The three fishermen and the skipper's wife were all charged in Mr. Boudreau's death. James Landry, 67, had given the lobster licence and the fishing boat Twin Maggies to his daughter Carla Samson, 39. On that fatal day, he was a deckhand. He was charged with second-degree murder, as was the skipper, Dwayne Samson, 44, Carla's husband. Carla was charged as accessory after the fact. A second deckhand, Craig Landry, 41, a distant cousin of James, was also charged with murder, later reduced to accessory after the fact.

Lobsters are caught in weighted and baited cages that lie on the sea floor, each connected by a rope to a buoy floating at the surface. Every day, the fishermen lift the trap and empty it, renew the bait and drop the trap again. During the season, the crew of the Twin Maggies do this 250 times every morning, seven days a week.

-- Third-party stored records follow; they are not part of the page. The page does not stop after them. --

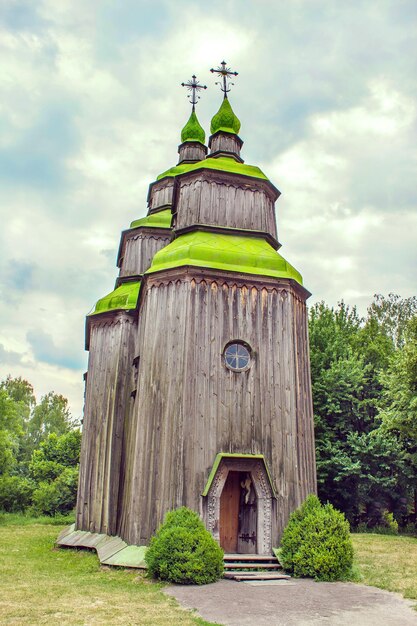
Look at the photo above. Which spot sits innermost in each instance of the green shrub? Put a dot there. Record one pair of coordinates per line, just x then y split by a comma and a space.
58, 496
15, 493
183, 551
316, 542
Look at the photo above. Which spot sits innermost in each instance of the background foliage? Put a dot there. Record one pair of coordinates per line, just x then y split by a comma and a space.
364, 377
39, 451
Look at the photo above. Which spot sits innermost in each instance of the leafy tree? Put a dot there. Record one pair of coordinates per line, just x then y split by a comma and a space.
54, 455
51, 415
392, 314
39, 450
399, 401
360, 469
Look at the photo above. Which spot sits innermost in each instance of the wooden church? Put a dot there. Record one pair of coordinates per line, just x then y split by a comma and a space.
198, 386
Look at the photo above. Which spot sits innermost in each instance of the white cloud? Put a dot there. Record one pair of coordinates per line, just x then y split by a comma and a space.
91, 112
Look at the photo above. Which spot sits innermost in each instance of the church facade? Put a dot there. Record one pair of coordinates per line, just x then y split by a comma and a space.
198, 388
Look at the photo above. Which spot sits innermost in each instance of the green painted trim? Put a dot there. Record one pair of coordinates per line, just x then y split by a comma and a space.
125, 297
225, 119
193, 131
224, 164
111, 549
229, 252
161, 219
234, 455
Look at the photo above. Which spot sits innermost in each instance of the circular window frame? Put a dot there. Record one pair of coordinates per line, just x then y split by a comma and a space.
239, 343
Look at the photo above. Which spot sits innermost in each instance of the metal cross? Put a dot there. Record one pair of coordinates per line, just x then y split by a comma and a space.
194, 86
224, 72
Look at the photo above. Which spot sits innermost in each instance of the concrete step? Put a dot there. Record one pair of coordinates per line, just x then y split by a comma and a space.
248, 565
242, 576
242, 567
250, 557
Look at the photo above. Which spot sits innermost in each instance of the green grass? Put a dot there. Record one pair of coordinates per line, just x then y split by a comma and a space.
41, 584
388, 562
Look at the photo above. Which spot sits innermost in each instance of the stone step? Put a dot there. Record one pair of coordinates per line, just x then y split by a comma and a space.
249, 565
242, 576
250, 557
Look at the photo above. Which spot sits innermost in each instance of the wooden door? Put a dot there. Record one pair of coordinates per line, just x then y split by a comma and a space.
229, 513
248, 516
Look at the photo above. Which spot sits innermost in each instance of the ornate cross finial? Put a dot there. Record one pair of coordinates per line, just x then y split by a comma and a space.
224, 72
194, 86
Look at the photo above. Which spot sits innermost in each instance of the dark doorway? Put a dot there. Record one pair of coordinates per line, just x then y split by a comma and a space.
238, 514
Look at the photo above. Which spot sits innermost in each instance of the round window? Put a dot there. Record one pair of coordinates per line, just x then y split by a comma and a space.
237, 356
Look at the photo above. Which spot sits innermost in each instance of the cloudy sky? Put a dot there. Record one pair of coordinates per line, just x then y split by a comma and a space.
91, 112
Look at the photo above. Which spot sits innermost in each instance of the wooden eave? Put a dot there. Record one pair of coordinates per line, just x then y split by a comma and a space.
224, 230
233, 178
190, 272
131, 232
107, 316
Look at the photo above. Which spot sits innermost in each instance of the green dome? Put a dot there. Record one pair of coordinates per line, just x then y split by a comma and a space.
123, 297
225, 164
225, 119
232, 253
193, 131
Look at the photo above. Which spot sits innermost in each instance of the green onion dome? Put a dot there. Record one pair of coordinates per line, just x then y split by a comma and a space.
193, 131
230, 252
225, 119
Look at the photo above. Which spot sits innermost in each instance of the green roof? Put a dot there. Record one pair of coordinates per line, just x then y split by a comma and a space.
193, 130
225, 119
123, 297
161, 219
230, 252
225, 164
235, 455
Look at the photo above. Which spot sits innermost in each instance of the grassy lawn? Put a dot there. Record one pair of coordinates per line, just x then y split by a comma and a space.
40, 584
388, 562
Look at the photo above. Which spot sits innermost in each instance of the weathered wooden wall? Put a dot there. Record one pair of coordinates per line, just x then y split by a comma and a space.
222, 142
108, 388
139, 247
160, 194
190, 406
204, 200
191, 152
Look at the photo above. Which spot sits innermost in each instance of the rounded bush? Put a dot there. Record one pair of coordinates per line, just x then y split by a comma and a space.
316, 542
58, 496
183, 551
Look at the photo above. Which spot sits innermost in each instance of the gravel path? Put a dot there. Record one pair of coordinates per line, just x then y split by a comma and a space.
297, 602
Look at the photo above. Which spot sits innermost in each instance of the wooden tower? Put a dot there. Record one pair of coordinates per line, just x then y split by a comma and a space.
198, 387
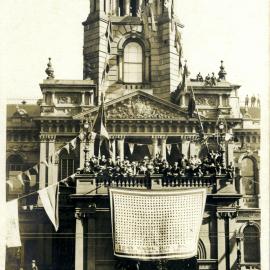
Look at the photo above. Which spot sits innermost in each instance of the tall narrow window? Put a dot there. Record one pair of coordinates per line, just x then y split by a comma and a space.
133, 63
67, 164
248, 176
251, 244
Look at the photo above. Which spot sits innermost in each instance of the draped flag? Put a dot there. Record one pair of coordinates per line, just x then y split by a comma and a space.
100, 122
67, 147
155, 225
169, 148
12, 224
20, 179
191, 105
44, 162
73, 143
27, 173
10, 184
175, 97
50, 198
35, 168
131, 147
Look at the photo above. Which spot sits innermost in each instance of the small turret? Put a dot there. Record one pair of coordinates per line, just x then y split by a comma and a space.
49, 70
222, 73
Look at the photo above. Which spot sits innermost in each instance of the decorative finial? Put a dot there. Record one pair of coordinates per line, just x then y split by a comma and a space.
222, 73
88, 71
49, 70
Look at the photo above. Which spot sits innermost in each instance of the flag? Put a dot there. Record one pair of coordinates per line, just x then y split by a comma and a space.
228, 136
50, 198
12, 224
20, 179
67, 148
131, 147
27, 173
175, 97
109, 36
169, 148
73, 143
44, 162
191, 104
10, 184
35, 168
99, 125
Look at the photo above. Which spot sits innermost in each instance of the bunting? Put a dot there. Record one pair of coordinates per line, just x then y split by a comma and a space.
50, 198
12, 224
27, 173
169, 148
20, 179
131, 147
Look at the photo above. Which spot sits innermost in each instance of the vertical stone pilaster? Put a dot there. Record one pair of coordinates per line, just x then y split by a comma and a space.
112, 141
42, 159
82, 154
192, 149
121, 144
79, 243
163, 148
227, 249
155, 146
127, 7
185, 147
51, 161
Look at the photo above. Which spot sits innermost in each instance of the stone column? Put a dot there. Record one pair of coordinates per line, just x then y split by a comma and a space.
221, 245
112, 141
185, 147
51, 161
79, 242
155, 146
42, 158
192, 149
82, 155
147, 69
91, 147
121, 144
83, 99
127, 7
183, 102
220, 101
227, 249
163, 148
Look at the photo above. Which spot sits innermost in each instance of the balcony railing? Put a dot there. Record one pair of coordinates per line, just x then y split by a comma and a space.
98, 184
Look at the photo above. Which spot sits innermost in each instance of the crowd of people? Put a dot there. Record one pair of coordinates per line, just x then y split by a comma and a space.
212, 164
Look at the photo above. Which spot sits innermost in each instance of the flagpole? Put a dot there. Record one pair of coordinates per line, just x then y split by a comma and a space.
199, 118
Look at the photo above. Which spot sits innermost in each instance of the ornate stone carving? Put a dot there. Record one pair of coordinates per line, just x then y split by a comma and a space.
227, 213
63, 99
140, 108
207, 100
47, 109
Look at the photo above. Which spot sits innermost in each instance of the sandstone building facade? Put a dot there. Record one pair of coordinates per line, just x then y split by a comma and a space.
132, 56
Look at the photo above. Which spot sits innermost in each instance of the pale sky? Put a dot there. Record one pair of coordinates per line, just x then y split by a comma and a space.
33, 30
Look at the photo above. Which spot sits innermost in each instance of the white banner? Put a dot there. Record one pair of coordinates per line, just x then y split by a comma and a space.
12, 224
154, 225
50, 197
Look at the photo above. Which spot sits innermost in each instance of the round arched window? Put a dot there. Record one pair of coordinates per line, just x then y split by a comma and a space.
251, 244
133, 63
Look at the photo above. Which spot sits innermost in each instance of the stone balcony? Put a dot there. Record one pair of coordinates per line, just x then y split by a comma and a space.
90, 184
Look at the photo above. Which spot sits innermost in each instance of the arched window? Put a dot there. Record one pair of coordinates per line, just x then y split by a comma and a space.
248, 176
251, 244
68, 164
14, 163
133, 63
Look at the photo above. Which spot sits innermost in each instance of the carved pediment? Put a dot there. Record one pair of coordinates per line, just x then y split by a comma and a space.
139, 106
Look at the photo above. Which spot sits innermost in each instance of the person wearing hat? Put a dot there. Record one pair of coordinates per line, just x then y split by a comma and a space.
34, 266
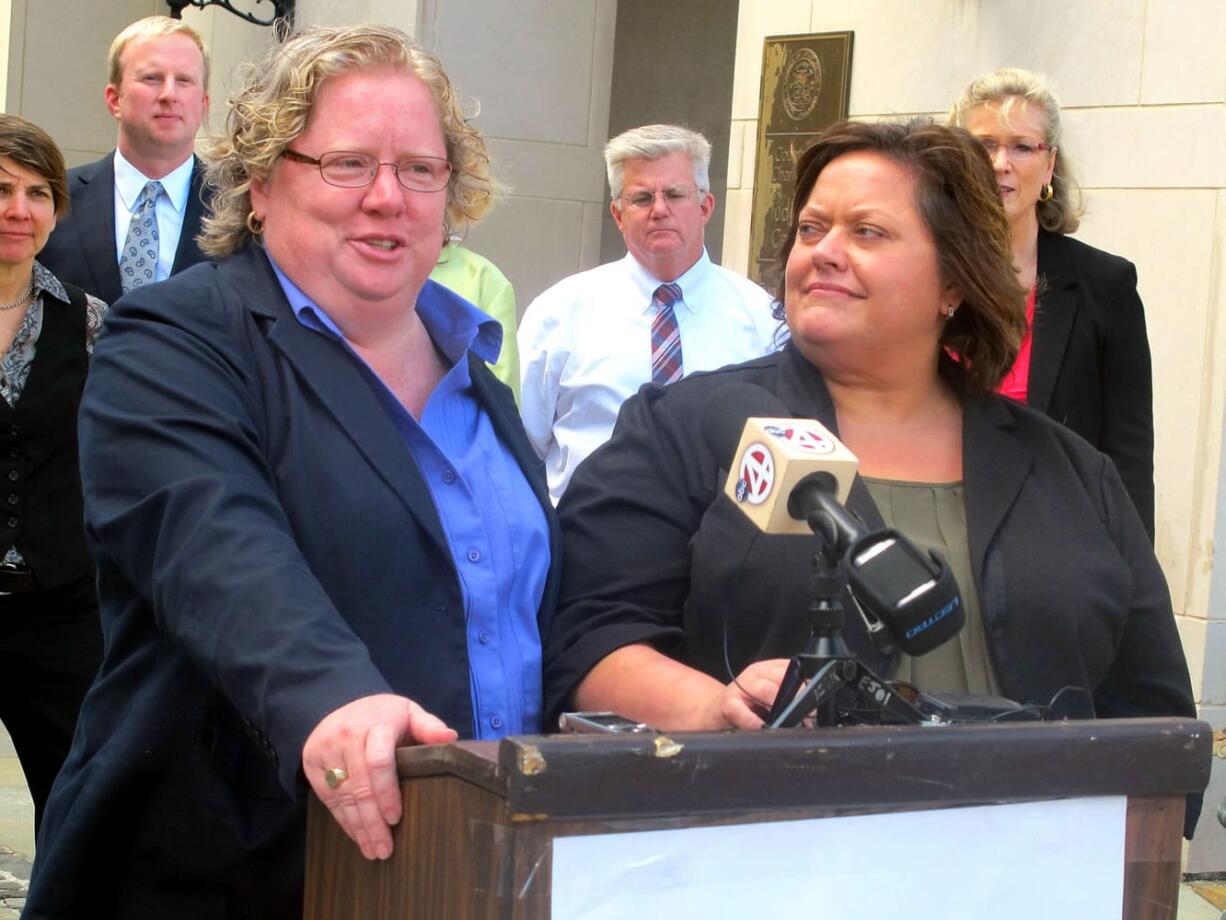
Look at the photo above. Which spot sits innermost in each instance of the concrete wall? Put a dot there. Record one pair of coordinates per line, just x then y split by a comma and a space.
542, 79
541, 82
672, 63
1143, 85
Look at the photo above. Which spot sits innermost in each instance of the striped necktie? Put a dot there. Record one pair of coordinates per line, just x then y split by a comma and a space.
666, 337
137, 265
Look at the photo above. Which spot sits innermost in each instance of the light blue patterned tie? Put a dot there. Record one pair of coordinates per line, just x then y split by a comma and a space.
137, 265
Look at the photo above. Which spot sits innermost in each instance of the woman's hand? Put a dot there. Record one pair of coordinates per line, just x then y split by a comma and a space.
350, 761
644, 685
744, 703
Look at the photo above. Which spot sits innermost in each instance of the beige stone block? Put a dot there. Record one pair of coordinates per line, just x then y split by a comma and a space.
759, 19
401, 14
906, 58
63, 92
533, 241
736, 145
1170, 237
1160, 147
590, 241
1091, 50
603, 32
749, 153
232, 43
553, 171
1211, 690
736, 229
1183, 52
532, 70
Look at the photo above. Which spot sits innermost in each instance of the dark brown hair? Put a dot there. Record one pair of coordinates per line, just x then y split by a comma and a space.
31, 147
958, 199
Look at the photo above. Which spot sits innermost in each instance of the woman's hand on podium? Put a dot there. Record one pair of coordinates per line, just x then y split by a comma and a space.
350, 761
744, 702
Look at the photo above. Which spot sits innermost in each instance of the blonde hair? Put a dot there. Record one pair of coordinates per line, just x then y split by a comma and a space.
1007, 88
272, 109
146, 28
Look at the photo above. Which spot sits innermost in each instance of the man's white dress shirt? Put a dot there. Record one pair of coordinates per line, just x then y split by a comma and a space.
585, 346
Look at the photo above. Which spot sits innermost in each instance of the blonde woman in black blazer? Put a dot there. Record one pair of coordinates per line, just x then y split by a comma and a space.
1088, 364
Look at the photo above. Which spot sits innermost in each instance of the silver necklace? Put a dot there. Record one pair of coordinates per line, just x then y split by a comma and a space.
30, 292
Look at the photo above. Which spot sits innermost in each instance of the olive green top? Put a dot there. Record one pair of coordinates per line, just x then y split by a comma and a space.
933, 517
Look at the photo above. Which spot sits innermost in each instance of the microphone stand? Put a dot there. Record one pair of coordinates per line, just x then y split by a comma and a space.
825, 665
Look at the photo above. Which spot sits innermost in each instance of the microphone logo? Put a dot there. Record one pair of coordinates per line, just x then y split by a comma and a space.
804, 438
757, 476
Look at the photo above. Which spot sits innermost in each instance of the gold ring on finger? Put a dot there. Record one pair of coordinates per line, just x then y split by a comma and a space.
335, 777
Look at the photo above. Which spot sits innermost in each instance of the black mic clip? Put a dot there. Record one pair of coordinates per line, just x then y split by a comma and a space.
915, 595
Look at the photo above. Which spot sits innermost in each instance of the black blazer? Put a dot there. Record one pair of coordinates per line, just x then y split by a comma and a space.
1069, 588
81, 249
39, 463
266, 552
1090, 360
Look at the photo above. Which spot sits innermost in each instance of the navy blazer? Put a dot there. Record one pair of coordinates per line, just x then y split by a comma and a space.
1090, 358
81, 249
267, 551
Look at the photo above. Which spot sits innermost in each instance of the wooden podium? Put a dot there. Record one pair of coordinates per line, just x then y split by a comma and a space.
482, 818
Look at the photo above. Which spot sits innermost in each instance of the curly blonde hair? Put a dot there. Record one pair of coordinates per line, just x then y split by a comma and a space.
1005, 88
274, 106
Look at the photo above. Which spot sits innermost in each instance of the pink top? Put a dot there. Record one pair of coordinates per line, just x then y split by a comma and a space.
1016, 383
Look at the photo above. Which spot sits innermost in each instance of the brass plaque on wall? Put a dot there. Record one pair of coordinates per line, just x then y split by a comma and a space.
806, 88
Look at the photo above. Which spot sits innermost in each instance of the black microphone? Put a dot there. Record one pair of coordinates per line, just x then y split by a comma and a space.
791, 476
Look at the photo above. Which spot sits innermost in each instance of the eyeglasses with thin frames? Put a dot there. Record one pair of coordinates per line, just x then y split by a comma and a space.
346, 169
645, 200
1014, 150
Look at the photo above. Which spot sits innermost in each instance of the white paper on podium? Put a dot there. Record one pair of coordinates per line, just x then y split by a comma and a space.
1019, 861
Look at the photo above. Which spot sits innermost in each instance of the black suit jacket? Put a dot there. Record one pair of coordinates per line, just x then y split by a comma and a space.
81, 249
1069, 588
1090, 360
267, 551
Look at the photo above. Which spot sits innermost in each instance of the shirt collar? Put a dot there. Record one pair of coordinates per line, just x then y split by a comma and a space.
45, 281
175, 184
454, 324
646, 283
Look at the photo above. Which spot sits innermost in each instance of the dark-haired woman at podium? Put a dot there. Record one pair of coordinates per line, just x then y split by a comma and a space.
905, 312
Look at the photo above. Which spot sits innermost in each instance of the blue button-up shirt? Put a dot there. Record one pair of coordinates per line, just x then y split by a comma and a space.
494, 525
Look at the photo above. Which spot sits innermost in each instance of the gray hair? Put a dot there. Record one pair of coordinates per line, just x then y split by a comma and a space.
1007, 88
652, 142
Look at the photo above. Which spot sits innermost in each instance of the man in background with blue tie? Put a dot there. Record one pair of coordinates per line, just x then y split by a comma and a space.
661, 312
137, 210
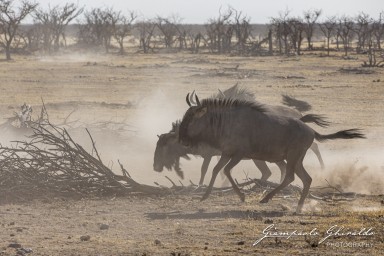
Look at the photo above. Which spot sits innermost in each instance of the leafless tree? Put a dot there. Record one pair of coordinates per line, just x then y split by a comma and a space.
310, 18
363, 30
124, 28
99, 27
378, 30
219, 32
168, 27
329, 29
345, 31
282, 31
53, 23
146, 30
10, 19
242, 30
297, 28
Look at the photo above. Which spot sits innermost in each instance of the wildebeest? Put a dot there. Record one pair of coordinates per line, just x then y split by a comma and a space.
242, 129
169, 151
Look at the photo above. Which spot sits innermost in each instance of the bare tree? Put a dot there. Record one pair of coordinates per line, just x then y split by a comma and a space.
345, 32
378, 30
219, 32
242, 30
168, 28
310, 18
329, 29
53, 23
124, 28
362, 30
146, 30
99, 27
297, 28
282, 31
10, 19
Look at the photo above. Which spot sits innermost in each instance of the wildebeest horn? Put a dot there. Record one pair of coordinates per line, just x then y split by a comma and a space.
191, 98
197, 100
187, 99
221, 93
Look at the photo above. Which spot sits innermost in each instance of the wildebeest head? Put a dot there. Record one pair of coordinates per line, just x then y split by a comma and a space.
168, 151
191, 126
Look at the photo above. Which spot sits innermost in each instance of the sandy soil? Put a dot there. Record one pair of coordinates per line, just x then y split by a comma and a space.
147, 92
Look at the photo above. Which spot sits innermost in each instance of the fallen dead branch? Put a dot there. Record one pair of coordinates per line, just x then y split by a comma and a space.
53, 164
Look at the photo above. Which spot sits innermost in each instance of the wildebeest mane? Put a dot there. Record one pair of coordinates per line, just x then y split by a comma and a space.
227, 103
219, 115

Nothing prevents a poacher from hauling traps, stealing the lobsters and selling them. Nothing prevents a vandal – or a competing fisherman – from cutting off buoys, making it impossible to find the traps. A trap is worth $100, plus any lobsters that it might have caught. Robbing traps and cutting off one fisherman's buoys on behalf of another were among the professional services Mr. Boudreau provided to the lobster industry.

And he taunted his victims. Know who stole your four-wheeler? I did, and I sold it. See this? It's the knife that cut your traps. You want to do something about it? I'll burn your house down – with you in it.

How do you deal with an outlaw who intimidates the authorities, goes happily to jail, carves up your livelihood – and laughs at you as he does it?

Mr. Boudreau, they say, became ever more brazen. Aboard Midnight Slider, a speedboat that could outrun any lobster boat in Isle Madame, he may have thought himself invincible. But on a calm and brilliant June morning, he was not beyond the reach of a .30-30 Winchester in the hands of an enraged James Landry. Four bullets hit his boat without killing him – but then Midnight Slider stalled, and the Twin Maggies rammed the speedboat twice before driving right over it. Mr. Boudreau's body has not been found. Last Saturday, after seeing his videotaped confession in court, six men and six women found James Landry guilty not of murder, but of manslaughter. The other three have yet to be tried.

With intermissions, Isle Madame has been my home since 1971, and I have never seen the community so stressed. But what I detect, beneath the shock, is a profound sense of failure. Why were the police and the fisheries officers so ineffectual with Mr. Boudreau? How did this situation become so toxic? What should we have done?

This reaction impresses me deeply. Ottawa's current narrative is that criminals are not citizens but aliens – demons to be expelled and locked away. But the Petit-de-Grat church was packed for Mr. Boudreau's memorial service, and Dwayne Samson's bail hearing received an 800-signature petition supporting his release. "Maybe James committed murder," said a neighbour, "but he's not a murderer."

Isle Madame recognizes the accuseds and the victim as members of the community – outlaws, perhaps, but not outcasts. And that's the streak of sunlight in the dark clouds lying over Petit-de-Grat, and the inscrutable sea.

Silver Donald Cameron is working on his 18th book, on the death of Philip Boudreau.